Home is where the anchor drops – Leben 2.0

2021 November 22.

Aufmerksame Leser und Follower unseres „sailingmoments“ Blogs haben es sicher sofort bemerkt – es gibt einen neuen Menüpunkt der „Leben 2.0“ heißt.

Der Name ist weitgreifend, dennoch schlicht gewählt und steht für sich alleine. Ich habe bewusst darauf verzichtet diesen Menüpunkt aufwändig anzukündigen oder in den bekannten Medien zu bewerben – wer sich interessiert wird ihn finden.
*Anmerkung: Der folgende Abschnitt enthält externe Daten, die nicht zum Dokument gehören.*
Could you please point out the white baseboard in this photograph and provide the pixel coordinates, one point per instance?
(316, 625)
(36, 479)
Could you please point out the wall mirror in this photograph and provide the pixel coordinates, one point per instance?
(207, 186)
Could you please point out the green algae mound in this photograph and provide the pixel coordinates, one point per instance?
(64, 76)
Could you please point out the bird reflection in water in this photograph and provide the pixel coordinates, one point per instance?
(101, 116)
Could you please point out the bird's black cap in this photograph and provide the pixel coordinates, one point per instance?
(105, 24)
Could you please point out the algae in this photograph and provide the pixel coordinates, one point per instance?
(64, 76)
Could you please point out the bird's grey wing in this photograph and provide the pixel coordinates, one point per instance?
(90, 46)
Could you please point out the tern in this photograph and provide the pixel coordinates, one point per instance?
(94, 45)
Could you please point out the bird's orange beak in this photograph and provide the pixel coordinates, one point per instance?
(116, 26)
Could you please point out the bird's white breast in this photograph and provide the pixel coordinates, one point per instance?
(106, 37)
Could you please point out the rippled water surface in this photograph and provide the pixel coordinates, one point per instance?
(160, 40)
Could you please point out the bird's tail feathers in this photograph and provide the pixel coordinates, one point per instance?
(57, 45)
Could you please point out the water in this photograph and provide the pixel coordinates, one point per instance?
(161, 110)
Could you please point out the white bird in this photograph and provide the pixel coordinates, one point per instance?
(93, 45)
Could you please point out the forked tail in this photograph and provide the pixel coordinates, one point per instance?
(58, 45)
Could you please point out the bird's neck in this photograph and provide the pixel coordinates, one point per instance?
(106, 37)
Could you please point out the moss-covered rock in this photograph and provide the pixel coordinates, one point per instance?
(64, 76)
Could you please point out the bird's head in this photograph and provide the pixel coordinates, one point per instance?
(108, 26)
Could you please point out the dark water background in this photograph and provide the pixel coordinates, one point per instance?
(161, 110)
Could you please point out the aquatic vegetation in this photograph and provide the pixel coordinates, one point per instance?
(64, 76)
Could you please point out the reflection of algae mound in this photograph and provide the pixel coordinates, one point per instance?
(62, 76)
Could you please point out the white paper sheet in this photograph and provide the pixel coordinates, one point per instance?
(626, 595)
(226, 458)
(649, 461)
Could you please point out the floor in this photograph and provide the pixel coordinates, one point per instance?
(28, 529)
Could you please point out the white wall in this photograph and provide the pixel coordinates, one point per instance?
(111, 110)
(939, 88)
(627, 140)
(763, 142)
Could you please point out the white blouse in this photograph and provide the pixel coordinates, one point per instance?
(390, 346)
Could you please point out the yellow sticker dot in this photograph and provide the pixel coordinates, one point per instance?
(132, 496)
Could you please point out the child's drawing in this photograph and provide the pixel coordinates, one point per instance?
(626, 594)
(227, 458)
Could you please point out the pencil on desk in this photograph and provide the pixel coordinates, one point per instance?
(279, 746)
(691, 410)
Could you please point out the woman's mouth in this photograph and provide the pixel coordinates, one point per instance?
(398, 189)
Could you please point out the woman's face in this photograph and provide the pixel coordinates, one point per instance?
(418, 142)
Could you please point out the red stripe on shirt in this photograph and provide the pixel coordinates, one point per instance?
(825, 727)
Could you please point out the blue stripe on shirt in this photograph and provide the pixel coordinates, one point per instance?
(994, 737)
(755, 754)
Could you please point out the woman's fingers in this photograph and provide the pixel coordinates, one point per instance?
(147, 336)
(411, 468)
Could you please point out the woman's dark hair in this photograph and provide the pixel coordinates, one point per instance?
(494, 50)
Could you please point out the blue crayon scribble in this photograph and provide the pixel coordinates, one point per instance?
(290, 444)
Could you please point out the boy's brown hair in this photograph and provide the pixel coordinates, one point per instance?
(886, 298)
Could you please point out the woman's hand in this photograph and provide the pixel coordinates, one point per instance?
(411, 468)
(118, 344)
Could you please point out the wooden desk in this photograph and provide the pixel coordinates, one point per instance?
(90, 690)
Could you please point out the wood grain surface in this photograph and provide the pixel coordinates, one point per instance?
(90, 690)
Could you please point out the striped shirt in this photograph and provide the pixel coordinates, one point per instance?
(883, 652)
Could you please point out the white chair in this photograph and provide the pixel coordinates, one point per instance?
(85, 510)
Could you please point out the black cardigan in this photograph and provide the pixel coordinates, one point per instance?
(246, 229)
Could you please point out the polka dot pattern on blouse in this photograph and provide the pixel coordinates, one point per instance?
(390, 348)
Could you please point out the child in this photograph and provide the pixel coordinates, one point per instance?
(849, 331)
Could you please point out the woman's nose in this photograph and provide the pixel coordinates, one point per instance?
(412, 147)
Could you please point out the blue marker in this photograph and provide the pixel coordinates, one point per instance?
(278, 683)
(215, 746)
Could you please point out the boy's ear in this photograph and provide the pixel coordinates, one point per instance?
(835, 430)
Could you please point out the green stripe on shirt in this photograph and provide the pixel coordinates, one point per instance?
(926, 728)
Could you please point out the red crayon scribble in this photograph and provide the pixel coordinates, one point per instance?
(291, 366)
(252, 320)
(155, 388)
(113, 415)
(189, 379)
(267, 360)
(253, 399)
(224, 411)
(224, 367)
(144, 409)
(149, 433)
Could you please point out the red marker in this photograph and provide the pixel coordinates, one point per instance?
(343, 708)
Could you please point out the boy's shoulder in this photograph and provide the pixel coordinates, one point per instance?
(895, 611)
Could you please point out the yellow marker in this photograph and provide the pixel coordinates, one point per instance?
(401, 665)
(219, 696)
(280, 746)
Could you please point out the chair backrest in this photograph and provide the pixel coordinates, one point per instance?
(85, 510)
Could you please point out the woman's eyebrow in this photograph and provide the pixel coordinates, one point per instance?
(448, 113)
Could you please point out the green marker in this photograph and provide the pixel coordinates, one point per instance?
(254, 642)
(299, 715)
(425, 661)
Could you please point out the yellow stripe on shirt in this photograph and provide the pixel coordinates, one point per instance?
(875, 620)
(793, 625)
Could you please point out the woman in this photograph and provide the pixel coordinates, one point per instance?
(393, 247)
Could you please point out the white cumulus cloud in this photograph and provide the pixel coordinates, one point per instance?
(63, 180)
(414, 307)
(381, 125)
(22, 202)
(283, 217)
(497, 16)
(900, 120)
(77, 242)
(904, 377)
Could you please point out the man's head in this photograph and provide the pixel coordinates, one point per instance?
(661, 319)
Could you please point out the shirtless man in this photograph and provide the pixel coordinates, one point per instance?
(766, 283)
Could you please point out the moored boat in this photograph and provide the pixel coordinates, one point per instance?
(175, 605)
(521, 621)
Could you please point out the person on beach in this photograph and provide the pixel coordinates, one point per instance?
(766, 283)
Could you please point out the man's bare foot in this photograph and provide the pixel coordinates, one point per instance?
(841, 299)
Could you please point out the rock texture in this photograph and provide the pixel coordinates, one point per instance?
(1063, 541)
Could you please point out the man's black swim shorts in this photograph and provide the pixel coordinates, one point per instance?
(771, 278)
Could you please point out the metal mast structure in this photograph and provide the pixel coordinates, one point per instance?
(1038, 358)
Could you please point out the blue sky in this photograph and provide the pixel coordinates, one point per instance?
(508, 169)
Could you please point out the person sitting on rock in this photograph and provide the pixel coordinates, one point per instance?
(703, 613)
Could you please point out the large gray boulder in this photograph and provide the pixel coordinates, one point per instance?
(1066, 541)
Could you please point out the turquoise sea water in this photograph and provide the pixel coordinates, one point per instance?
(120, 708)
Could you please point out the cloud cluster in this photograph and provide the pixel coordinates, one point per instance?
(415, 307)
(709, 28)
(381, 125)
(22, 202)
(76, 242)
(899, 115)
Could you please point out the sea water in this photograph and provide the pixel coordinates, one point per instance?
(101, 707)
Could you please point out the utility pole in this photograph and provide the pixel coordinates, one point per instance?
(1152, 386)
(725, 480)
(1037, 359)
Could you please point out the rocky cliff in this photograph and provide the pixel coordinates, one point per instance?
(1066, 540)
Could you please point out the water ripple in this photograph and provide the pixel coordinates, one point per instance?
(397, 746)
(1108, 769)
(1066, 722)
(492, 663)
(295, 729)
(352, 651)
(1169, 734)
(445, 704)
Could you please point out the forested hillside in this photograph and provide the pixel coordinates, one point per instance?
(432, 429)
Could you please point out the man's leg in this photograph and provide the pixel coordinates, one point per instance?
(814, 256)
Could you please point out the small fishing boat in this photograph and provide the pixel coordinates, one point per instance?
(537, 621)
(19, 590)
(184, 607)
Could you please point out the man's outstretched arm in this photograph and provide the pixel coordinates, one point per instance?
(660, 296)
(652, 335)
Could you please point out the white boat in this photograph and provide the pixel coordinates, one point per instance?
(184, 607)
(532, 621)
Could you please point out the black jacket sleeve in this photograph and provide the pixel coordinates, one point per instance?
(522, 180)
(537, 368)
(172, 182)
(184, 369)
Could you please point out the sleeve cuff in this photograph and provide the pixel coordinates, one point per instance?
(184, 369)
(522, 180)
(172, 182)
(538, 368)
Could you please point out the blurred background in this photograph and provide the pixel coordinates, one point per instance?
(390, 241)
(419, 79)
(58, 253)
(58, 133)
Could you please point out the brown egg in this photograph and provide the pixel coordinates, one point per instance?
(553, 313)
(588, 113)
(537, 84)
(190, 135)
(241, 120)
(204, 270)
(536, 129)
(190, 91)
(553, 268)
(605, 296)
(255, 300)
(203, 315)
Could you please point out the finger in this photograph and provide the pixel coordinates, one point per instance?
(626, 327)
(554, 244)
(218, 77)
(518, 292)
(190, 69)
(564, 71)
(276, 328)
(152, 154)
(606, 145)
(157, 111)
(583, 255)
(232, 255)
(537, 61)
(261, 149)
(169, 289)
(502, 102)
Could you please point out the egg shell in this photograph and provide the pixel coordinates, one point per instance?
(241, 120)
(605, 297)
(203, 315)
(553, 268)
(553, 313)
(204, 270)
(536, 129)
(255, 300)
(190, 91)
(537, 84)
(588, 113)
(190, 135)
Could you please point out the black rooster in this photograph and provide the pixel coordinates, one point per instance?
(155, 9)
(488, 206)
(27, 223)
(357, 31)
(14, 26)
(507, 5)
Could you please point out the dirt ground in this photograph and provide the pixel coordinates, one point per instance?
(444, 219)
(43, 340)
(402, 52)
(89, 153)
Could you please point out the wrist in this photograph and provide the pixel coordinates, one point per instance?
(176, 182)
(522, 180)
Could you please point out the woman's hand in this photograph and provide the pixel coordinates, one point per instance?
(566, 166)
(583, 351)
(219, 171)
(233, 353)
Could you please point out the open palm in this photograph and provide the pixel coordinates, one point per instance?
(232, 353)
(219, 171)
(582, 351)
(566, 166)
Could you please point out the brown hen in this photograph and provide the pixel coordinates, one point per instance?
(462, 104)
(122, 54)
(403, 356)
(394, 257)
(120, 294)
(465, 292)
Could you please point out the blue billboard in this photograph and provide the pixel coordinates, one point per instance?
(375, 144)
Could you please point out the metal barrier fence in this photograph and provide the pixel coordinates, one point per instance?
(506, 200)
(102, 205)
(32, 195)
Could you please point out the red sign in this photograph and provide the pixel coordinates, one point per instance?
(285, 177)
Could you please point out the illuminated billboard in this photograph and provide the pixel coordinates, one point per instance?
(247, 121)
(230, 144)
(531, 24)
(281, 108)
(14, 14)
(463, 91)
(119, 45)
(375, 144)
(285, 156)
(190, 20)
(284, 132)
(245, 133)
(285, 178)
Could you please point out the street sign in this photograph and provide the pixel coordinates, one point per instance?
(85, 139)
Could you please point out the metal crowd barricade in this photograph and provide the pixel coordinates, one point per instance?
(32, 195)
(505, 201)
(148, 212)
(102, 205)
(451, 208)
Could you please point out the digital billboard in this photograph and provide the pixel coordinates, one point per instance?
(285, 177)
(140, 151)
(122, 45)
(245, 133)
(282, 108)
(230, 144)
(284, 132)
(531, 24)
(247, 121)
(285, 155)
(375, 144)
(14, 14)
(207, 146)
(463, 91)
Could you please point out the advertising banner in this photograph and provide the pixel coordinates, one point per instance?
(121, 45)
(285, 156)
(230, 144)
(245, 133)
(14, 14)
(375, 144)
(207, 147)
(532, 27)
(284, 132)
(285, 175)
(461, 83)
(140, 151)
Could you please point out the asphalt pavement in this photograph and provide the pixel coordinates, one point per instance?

„Leben 2.0“ ersetzt ab sofort die bekannten Urlaubsberichte. Wir sind seit 03/2021 Liveaboards, klassische Urlaubsberichte können wir nicht mehr schreiben.

Wir hatten uns entschieden, jeden Monat einen Bericht als Blogbeitrag abzuliefern, mehr oder minder kurze Zusammenfassungen die uns erlauben das Erlebte mit Euch, der Familie und den Freunden, zu teilen. Dies wird auch so bleiben, hier erfahrt ihr alles über unsere Törns, unsere Landaufenthalte und -ausflüge sowie über Reparaturen an NESSAJA und geplante Projekte.

Darüber hinaus bewegt uns aber mehr – Vieles davon lässt sich unter der Frage „warum“ zusammenfassen, das habe ich ja schon einmal versucht zu beschreiben und ihr könnt das hier noch einmal nachlesen.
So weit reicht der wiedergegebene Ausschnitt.